From January 2013 to December 2017, there were a total of 1,244 admissions with diagnosis of anemia in neoplastic disease, agranulocytosis, and thrombocytopenia from ICD10 code D630, D70, and D696. We excluded 796 admissions due to repeat patients and incompatible history or investigations with febrile neutropenia. Therefore, during the study period, 267 patients with 448 admissions and 563 episodes of febrile neutropenia were included in this study. The median age of the enrolled children was 5.1 years (range: 1 month–15 years), and 151 patients (56.6%) were male. The most common underlying disease was hematologic malignancy (191 patients, 71.5%). Demographic features of the patients are shown in Table 1. The median white blood cell count at the initial assessment was 670 cells/mm³ (range: 10–235, 150 cells/mm³), and the median absolute neutrophil count was 70 cells/mm³ (range: 0–9, 522 cells/mm³).

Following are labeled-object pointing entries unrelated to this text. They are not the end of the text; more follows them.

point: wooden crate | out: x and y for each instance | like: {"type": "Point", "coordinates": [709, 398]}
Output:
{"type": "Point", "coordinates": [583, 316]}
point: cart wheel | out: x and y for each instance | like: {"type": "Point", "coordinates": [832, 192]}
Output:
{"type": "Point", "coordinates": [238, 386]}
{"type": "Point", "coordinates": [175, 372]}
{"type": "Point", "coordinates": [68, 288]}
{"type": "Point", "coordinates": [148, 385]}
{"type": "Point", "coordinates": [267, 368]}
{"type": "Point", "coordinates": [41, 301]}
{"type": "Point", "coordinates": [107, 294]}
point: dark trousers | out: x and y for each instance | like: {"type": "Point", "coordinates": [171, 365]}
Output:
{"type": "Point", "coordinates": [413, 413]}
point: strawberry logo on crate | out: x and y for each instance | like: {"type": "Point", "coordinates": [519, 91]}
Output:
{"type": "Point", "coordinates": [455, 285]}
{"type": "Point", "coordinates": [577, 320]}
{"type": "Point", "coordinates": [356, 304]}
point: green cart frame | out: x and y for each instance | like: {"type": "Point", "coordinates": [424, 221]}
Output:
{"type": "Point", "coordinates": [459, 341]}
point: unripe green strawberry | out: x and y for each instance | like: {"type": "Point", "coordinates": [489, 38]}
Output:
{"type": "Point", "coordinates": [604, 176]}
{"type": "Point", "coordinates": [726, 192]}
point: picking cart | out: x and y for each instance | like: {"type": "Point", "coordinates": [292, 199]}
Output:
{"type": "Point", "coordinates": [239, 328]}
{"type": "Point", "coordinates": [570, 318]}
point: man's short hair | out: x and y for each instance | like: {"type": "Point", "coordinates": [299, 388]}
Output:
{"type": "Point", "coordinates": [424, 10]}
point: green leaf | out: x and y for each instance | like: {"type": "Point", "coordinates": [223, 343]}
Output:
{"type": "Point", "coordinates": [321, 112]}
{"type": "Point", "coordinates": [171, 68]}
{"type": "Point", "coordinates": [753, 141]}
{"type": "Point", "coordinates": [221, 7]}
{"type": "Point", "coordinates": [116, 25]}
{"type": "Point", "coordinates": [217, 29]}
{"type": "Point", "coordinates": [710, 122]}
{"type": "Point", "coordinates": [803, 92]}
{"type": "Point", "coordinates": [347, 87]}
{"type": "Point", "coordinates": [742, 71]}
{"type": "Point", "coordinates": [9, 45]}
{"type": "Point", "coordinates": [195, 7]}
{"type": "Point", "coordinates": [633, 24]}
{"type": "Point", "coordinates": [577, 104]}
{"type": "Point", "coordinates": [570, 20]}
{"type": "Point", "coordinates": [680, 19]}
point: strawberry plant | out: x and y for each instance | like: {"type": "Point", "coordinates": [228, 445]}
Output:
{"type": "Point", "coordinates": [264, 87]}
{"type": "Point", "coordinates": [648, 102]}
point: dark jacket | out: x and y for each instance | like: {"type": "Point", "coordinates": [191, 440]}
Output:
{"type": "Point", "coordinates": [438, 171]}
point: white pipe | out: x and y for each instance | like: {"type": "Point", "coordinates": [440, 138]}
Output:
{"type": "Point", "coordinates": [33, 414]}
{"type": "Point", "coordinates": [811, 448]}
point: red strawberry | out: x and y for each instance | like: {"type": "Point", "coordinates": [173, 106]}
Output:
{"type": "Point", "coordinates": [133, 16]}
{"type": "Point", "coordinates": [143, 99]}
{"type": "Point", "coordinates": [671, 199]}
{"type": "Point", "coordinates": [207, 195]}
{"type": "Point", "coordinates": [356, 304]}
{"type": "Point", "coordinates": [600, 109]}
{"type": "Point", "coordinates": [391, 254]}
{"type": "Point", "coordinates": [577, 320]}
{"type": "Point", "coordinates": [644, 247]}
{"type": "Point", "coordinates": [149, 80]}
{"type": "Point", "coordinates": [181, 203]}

3.2. Characteristics of Febrile Neutropenia Episodes

The median interval from the last chemotherapy was 10 days (range: 0–148 days). The median duration of neutropenia was 8 days (range: 1–49 days). The median duration of fever was 3 days (range: 1–38 days). Characteristics of febrile neutropenia episodes are shown in Table 2. From the total number of 563 febrile neutropenia episodes, 279 episodes (49.6%) were categorized as fever of unknown origin, 192 episodes (34.1%) were classified as microbiologically documented infection from an identified pathogen by a laboratory test, and 92 episodes (16.3%) were classified as an infectious etiology from clinical findings without microbiological confirmation (clinically documented infection). Oropharyngeal infection is the most common source of infection in clinically documented infection (26/92; 28%), followed by skin and soft-tissue infection (17/92; 18.5%). Table 3 summarizes the etiologies and outcomes of febrile neutropenic episodes. The mortality rate within 2 weeks of febrile episodes was 3.7%.

Among 192 microbiologically documented febrile neutropenia episodes, there were 214 positive specimens (16 episodes with 2 positive cultures and 3 episodes with 3 positive cultures). The causative microorganisms are shown in Table 4. The most common identified pathogen was bacteria (154 episodes; 72%) followed by viral pathogens (32 episodes, 15%), fungus (27 episodes, 12.6%), and Mycobacterium tuberculosis (1 episode, 0.4%). Gram-negative bacteria were the most common pathogen (48.6%), followed by Gram-positive bacteria (23.4%). Among positive bacterial cultures, the most common bacteria which were isolated were Escherichia coli (38/154; 24.7%), Klebsiella pneumoniae (19/154; 12.3%), and Acinetobacter baumannii (14/154; 9.1%). From positive fungal cultures, the most common isolated pathogens were Aspergillus spp. (12/27; 44%) and Candida spp. (12/27; 44%).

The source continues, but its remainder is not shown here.